耐性細胞株の樹立: HCC4006およびHCC827細胞を、gefitinibまたはerlotinibの濃度を漸増させながら6ヶ月間長期培養し、最終的に10 μmol/Lの濃度で正常増殖する耐性株(HCC4006Ge-R[gefitinib耐性HCC4006細胞株]等)を樹立した。gefitinibとTGFβ受容体阻害剤SB431542(1 μmol/L)の併用によるHCC4006GeSB-R(gefitinibおよびSB431542併用耐性HCC4006細胞株)細胞も同様に6ヶ月かけて樹立した。また、10 ng/mLの重炭酸リコンビナントTGFβ1を30日間持続暴露させることで、TGFβ1誘導性耐性株を作製した。

Luminexアッセイ: 細胞培養上清中の各種増殖因子およびサイトカイン(TGFβ1、TGFβ2、TGFβ3、HGF、EGF、VEGF等)の定量、ならびに細胞溶解物中のSMAD2(S465/467)およびSMAD3(S423/425)のリン酸化レベルの測定には、マルチプレックスLuminexビーズアッセイシステムを使用した。

分子生物学的解析: ウエスタンブロッティング法を用いて、上皮系マーカー(E-cadherin)、間葉系マーカー(N-cadherin、vimentin)、リン酸化SMAD2/3、EGFR、リン酸化EGFR、AKT、リン酸化AKT、ERK、リン酸化ERK、S6、リン酸化S6、およびBIMの発現を解析した。標的特異的shRNA(short hairpin RNA; 短ヘアピンRNA)を搭載したレンチウイルスを用いてEGFRのノックダウンを実施した。遺伝子発現プロファイリングにはAffymetrixマイクロアレイを用い、GSEA(Gene Set Enrichment Analysis; 遺伝子セット濃縮解析)を実施した。

ddPCR(droplet digital PCR; 微小液滴デジタルPCR)解析: 治療介入前の親株細胞における極微量のpreexisting T790M変異アレル頻度、および耐性株における同アレル頻度を絶対定量するため、250,000 Genome Equivalent(GE; ゲノム等量)のゲノムDNAを用いて48ウェルプレートスケールでの高感度ddPCRを実施した。

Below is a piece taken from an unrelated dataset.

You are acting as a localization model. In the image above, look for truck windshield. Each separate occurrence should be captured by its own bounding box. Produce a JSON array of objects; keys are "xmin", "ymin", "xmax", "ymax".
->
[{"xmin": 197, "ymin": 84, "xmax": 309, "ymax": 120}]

マウスin vivo実験: TDトランスジェニックマウスにドキシサイクリン食を8週間以上与えて肺腫瘍を形成させた後、第三世代EGFR-TKIであるWZ4002(25 mg/kg)または媒体を毎日経口投与した。投与開始2日後に肺組織を回収し、免疫組織化学(IHC; immunohistochemistry)染色(pEGFR、pSMAD2/3)を実施した。

統計解析: 2群間の統計学的有意差の判定には、Student’s t-test(t検定)を使用した。p < 0.05をもって統計学的に有意と定義した。